In [1]:
#imports
import pandas as pd

#file
filename = "Resources/purchase_data.csv"

#load file into dataframe
purchase_data = pd.read_csv(filename)
purchase_data.sample(1)

Unnamed: 0,Purchase ID,SN,Age,Gender,Item ID,Item Name,Price
290,290,Idastidru52,24,Male,147,"Hellreaver, Heirloom of Inception",4.93


## Purchasing Analysis (Total)

* Run basic calculations to obtain number of unique items, average price, etc.
* Create a summary data frame to hold the results
* Optional: give the displayed data cleaner formatting
* Display the summary data frame

In [2]:
purchases_df = pd.DataFrame({
    "Number of Unique Customers":[len(purchase_data['SN'].unique())],
    "Number of Unique Items":[len(purchase_data['Item ID'].unique())],
    "Average Purchase Price":[round(purchase_data['Price'].mean(),2)],
    "Total Number of Purchases":[purchase_data['Purchase ID'].count()],
    "Total Revenue":[purchase_data['Price'].sum()]
})
purchases_df

Unnamed: 0,Number of Unique Customers,Number of Unique Items,Average Purchase Price,Total Number of Purchases,Total Revenue
0,576,183,3.05,780,2379.77


## Gender Demographics

* Percentage and Count of Male Players
* Percentage and Count of Female Players
* Percentage and Count of Other / Non-Disclosed

In [3]:
customers = purchase_data.drop_duplicates(subset='SN').groupby(['Gender'])['SN'].count()
perc_customers = round(customers/customers.sum()*100,2)
gender_demographics_df = pd.DataFrame({
    "Number of Players":customers,
    "% of Players":perc_customers
})
gender_demographics_df

Unnamed: 0_level_0,Number of Players,% of Players
Gender,Unnamed: 1_level_1,Unnamed: 2_level_1
Female,81,14.06
Male,484,84.03
Other / Non-Disclosed,11,1.91



## Purchasing Analysis (Gender)

* Run basic calculations to obtain purchase count, avg. purchase price, avg. purchase total per person etc. by gender
* Create a summary data frame to hold the results
* Optional: give the displayed data cleaner formatting
* Display the summary data frame

In [4]:
#purchase count by gender
p_counts = purchase_data.groupby('Gender')['Purchase ID'].count()

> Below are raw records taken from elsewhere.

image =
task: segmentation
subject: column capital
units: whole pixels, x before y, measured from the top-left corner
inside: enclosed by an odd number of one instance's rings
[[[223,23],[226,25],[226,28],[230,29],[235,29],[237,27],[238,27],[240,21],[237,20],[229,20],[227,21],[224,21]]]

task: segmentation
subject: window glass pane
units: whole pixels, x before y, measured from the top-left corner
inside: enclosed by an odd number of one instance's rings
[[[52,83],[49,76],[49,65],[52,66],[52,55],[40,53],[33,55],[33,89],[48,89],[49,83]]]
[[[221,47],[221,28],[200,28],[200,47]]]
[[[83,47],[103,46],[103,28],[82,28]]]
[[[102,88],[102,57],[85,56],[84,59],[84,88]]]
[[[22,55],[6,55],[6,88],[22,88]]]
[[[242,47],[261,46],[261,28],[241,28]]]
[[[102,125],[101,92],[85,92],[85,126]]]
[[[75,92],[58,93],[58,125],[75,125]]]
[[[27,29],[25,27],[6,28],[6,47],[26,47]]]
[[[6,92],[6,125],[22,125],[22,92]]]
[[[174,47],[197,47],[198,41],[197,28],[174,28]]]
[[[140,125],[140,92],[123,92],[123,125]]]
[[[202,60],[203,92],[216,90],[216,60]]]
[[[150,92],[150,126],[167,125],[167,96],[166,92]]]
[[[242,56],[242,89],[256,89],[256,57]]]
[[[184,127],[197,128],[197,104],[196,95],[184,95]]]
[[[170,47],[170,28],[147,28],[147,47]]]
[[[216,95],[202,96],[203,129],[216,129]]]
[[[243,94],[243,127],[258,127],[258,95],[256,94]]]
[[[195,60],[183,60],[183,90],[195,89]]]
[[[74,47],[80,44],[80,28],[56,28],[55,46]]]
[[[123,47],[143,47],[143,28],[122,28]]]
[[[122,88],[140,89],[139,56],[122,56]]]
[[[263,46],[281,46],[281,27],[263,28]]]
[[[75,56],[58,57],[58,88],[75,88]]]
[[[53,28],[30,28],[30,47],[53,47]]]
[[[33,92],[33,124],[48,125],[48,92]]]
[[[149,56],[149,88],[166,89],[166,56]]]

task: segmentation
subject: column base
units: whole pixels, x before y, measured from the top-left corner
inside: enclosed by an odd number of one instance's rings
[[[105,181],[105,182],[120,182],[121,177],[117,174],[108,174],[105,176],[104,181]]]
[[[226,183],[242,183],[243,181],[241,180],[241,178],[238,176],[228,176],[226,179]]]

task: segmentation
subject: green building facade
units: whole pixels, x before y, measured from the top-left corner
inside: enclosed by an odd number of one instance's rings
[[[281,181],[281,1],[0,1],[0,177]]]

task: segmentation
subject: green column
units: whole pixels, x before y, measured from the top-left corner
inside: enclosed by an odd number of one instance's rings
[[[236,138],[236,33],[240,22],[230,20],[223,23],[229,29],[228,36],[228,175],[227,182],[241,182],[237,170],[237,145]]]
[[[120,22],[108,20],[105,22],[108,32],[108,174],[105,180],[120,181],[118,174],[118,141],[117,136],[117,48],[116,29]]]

#average purchase price by gender
p_gen = round(purchase_data.groupby('Gender')['Price'].mean(),2)

#toal purchase value by gender
gen_totals = purchase_data.groupby('Gender')['Price'].sum()

#average purchase total per person by gender
#i interpret this as the averages of all purchases by each man, woman, and other
gender_group = purchase_data.groupby(['Gender','SN'])['Price'].sum()
averages_gender=round(gender_group.groupby(['Gender']).mean(),2)

#average item price by gender
item_gender = round(purchase_data.groupby(['Gender'])['Price'].mean(),2)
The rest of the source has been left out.